Carter se levantó, el haz de luz rebotó en las estanterías repletas del refugio (¡cuántas latas de sardinas!), y caminó hacia la habitación de las literas. Allí dentro todavía había una luz de emergencia encendida, pero parpadeaba, casi se había apagado. Y el timbre sonaba más fuerte, era un gemido constante: AAAAAAAAAAAA. El gemido de una muerte próxima.
Nunca saldremos de aquí, pensó Carter.
Iluminó con la linterna la trampilla de delante del generador, que seguía produciendo ese molesto pitido monótono que, por alguna razón, le hacía pensar en el jefe cuando soltaba sus discursitos. A lo mejor el significado de ambos ruidos se reducía al mismo estúpido imperativo: «Dame, dame, dame de comer. Dame propano, dame sardinas, dame sin plomo para mi Hummer. Dame de comer. De todas formas moriré, y después también tú morirás, pero ¿a quién le importa? ¿A quién le importa una puta mierda? Dame, dame, dame de comer».
Dentro del compartimiento de almacenaje del suelo ya solo quedaban seis bombonas de propano. Cuando cambiara la que estaba casi vacía, quedarían solo cinco. Cinco bombonas de mierda, no mucho mayores que las de Blue Rhino, entre ellos y la muerte por asfixia cuando el purificador de aire dejara de funcionar.
Carter sacó una bombona, pero la dejó junto al generador.

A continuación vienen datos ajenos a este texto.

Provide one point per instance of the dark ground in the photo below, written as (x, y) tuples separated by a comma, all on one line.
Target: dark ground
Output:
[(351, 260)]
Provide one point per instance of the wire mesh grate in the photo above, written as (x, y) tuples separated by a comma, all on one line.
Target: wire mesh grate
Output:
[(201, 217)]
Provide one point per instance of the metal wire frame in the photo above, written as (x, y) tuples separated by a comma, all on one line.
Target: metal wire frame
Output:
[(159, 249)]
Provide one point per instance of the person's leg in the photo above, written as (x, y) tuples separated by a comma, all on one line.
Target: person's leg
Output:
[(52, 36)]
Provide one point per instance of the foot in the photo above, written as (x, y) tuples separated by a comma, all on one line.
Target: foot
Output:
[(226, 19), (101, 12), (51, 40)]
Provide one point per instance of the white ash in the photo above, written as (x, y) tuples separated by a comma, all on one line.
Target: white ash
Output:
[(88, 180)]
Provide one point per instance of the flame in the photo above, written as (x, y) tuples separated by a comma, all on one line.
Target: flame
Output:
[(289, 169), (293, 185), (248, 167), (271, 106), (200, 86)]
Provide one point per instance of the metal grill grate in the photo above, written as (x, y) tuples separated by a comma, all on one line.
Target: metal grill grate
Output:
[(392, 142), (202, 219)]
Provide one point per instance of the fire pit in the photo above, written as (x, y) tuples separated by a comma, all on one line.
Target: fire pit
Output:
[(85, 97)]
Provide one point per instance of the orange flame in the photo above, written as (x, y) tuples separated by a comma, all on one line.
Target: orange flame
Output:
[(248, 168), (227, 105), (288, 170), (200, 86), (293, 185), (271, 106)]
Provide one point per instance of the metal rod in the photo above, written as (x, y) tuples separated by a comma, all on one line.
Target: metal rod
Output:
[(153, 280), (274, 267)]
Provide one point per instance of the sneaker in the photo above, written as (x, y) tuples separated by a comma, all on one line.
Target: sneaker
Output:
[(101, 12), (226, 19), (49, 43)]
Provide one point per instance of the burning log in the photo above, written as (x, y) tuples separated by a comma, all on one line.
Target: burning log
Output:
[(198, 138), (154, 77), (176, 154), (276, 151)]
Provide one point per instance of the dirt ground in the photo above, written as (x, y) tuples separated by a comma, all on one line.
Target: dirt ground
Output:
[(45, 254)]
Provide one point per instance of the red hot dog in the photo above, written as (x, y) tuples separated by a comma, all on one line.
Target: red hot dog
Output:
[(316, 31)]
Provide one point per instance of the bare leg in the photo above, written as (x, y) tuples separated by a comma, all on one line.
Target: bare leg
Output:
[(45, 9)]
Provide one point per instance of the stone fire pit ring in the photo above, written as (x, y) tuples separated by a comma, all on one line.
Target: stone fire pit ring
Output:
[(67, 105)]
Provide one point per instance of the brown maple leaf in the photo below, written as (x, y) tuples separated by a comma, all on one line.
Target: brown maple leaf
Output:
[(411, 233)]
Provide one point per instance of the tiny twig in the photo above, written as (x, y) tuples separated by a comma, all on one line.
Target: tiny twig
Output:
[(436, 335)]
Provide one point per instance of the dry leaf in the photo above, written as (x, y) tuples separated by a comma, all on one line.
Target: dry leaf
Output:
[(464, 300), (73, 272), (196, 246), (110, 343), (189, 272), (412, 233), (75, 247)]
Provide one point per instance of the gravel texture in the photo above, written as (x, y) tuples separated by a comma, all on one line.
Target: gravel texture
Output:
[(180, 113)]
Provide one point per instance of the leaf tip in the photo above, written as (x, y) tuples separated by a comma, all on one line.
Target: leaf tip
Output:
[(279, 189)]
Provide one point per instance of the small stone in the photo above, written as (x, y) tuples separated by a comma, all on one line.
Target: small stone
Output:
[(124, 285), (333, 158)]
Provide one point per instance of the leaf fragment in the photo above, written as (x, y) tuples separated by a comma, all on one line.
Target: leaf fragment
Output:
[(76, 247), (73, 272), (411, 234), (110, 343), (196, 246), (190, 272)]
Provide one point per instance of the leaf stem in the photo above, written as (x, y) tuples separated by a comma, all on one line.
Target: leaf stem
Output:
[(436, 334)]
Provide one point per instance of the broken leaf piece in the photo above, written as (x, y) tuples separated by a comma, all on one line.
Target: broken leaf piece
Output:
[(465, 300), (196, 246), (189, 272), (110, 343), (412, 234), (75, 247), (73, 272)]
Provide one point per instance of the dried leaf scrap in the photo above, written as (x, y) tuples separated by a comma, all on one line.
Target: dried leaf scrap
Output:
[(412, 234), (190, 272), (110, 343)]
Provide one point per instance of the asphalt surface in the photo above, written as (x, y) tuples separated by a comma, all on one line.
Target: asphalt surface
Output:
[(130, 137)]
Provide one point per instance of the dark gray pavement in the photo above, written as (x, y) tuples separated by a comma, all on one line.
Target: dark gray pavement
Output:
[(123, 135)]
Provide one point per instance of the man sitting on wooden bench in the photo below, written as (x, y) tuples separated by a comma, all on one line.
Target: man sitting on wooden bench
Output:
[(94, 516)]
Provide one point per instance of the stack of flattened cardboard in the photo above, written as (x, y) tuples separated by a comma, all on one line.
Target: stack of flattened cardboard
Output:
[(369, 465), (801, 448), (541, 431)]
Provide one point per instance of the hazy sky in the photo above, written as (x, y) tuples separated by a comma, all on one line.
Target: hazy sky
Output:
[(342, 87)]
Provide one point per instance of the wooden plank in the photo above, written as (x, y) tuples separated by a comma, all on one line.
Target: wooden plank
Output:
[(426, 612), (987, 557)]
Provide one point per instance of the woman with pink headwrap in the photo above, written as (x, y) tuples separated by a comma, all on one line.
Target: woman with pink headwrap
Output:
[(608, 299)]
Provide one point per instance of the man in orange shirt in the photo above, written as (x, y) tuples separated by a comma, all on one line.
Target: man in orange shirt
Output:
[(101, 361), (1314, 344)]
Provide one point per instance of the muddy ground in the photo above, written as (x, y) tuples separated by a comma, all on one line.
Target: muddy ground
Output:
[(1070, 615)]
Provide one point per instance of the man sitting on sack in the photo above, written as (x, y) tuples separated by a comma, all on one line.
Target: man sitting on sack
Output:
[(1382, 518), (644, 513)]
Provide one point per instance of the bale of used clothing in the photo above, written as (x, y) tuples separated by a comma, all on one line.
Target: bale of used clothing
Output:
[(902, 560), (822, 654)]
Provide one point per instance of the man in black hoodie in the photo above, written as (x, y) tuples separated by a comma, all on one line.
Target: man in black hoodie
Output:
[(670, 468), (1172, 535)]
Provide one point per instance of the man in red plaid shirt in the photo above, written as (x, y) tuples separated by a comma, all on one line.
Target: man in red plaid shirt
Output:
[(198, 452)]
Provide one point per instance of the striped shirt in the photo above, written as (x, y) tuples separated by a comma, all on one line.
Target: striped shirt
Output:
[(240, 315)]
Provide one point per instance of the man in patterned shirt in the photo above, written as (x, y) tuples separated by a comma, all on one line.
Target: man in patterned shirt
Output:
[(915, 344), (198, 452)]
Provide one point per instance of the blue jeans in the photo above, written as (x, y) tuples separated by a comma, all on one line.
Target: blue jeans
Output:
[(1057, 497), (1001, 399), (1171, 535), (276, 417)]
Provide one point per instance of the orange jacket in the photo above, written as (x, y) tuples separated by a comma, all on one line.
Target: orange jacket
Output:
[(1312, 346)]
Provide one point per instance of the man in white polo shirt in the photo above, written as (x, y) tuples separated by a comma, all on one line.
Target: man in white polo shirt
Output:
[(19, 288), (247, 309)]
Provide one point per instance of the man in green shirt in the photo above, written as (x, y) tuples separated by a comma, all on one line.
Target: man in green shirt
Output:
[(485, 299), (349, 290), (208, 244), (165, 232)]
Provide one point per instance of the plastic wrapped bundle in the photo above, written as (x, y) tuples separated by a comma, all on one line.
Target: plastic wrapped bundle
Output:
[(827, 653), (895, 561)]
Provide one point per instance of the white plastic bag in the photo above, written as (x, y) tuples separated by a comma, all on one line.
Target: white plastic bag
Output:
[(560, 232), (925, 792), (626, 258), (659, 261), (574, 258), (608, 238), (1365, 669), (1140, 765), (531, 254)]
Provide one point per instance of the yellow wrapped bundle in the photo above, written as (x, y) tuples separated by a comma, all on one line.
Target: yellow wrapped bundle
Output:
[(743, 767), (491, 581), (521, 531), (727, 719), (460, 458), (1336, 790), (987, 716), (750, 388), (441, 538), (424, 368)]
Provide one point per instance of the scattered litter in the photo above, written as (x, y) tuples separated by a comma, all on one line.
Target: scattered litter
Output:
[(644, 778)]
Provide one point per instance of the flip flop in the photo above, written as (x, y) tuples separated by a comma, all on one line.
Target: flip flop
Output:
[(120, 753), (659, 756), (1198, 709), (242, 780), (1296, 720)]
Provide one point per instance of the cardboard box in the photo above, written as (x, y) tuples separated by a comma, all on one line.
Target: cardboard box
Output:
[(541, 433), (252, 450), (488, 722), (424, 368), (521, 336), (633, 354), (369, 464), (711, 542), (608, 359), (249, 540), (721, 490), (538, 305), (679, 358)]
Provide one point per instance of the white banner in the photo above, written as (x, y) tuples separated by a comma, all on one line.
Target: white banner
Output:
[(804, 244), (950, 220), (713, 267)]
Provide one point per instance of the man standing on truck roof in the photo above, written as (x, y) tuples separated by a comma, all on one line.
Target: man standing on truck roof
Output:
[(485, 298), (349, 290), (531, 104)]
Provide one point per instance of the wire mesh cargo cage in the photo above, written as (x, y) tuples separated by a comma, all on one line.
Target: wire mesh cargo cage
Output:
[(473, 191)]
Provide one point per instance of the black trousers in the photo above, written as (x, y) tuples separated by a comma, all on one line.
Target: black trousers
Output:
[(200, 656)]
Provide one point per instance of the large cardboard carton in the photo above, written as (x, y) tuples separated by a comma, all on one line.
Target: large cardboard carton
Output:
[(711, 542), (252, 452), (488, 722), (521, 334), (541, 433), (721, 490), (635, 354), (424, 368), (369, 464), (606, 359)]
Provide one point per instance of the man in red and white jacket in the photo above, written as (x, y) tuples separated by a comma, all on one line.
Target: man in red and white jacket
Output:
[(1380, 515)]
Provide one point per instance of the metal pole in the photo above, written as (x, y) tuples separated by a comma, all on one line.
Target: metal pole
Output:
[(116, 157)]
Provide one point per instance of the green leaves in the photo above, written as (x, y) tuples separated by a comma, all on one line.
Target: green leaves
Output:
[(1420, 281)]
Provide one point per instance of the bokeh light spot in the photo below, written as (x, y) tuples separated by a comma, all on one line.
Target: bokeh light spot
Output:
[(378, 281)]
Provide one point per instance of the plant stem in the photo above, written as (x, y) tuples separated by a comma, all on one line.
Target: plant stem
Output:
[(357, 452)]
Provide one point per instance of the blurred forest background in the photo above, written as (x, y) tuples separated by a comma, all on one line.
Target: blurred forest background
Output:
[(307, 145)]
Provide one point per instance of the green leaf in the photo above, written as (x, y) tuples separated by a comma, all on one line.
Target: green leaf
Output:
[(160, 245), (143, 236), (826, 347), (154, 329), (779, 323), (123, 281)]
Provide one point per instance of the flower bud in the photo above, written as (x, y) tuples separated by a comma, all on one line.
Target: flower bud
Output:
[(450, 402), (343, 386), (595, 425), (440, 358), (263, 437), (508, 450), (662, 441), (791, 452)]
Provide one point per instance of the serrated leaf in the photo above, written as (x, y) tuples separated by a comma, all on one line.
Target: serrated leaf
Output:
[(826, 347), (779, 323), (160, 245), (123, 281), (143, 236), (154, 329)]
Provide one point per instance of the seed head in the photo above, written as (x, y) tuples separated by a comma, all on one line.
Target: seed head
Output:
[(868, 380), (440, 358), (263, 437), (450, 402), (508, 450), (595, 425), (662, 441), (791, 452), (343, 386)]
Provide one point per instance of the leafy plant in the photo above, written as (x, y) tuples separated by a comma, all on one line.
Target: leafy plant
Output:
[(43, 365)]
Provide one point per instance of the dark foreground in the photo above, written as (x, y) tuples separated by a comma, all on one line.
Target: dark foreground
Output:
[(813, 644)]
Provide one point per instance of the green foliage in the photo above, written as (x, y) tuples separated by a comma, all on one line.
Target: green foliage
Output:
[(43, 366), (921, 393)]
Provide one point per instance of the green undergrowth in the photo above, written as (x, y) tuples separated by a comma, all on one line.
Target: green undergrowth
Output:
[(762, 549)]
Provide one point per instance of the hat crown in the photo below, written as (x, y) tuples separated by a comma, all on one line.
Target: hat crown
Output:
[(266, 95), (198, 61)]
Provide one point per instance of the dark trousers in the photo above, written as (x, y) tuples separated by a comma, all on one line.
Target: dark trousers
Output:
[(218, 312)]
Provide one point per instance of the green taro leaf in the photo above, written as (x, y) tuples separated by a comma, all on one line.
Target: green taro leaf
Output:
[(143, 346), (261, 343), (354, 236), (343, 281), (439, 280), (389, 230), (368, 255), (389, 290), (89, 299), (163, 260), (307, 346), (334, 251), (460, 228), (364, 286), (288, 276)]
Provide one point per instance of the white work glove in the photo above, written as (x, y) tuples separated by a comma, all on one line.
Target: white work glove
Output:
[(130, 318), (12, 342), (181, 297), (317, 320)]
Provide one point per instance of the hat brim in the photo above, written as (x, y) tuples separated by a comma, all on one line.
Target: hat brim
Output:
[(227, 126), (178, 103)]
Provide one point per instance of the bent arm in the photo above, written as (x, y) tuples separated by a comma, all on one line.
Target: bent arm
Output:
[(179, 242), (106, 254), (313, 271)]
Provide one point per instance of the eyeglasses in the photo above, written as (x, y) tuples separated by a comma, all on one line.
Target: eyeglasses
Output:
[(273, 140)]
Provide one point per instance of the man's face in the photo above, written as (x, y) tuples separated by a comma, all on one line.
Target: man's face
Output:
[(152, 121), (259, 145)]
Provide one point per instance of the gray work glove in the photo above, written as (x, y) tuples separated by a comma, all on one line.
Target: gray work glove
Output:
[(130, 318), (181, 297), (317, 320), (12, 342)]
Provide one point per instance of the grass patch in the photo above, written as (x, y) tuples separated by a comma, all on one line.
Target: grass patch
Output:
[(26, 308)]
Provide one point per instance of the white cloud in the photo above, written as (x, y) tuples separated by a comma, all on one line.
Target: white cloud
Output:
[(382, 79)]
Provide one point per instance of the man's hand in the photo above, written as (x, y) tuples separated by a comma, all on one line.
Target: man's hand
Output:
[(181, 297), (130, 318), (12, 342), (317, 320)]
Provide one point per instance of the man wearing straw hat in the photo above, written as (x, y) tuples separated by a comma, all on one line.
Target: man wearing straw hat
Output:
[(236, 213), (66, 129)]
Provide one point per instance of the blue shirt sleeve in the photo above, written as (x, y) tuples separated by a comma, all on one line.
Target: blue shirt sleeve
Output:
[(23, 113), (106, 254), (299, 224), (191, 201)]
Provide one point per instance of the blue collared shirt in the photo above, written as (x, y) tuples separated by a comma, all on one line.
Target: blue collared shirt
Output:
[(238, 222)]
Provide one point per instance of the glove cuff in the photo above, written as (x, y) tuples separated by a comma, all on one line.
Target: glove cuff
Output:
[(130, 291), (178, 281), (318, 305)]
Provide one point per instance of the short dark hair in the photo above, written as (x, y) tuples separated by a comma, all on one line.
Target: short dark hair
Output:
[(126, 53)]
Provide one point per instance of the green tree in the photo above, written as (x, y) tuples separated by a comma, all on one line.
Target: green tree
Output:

No tenía ninguna intención de cambiarla hasta que no quedara nada de propano, por muy molesto que fuera ese AAAAAA. No. Que no. Como solían decir del café de Maxwell House: era bueno hasta la última gota.
Sin embargo, estaba claro que ese timbre lo sacaba a uno de quicio. Carter supuso que podía buscar la alarma y silenciarla, pero entonces ¿cómo sabrían cuándo se estaba quedando seco el generador?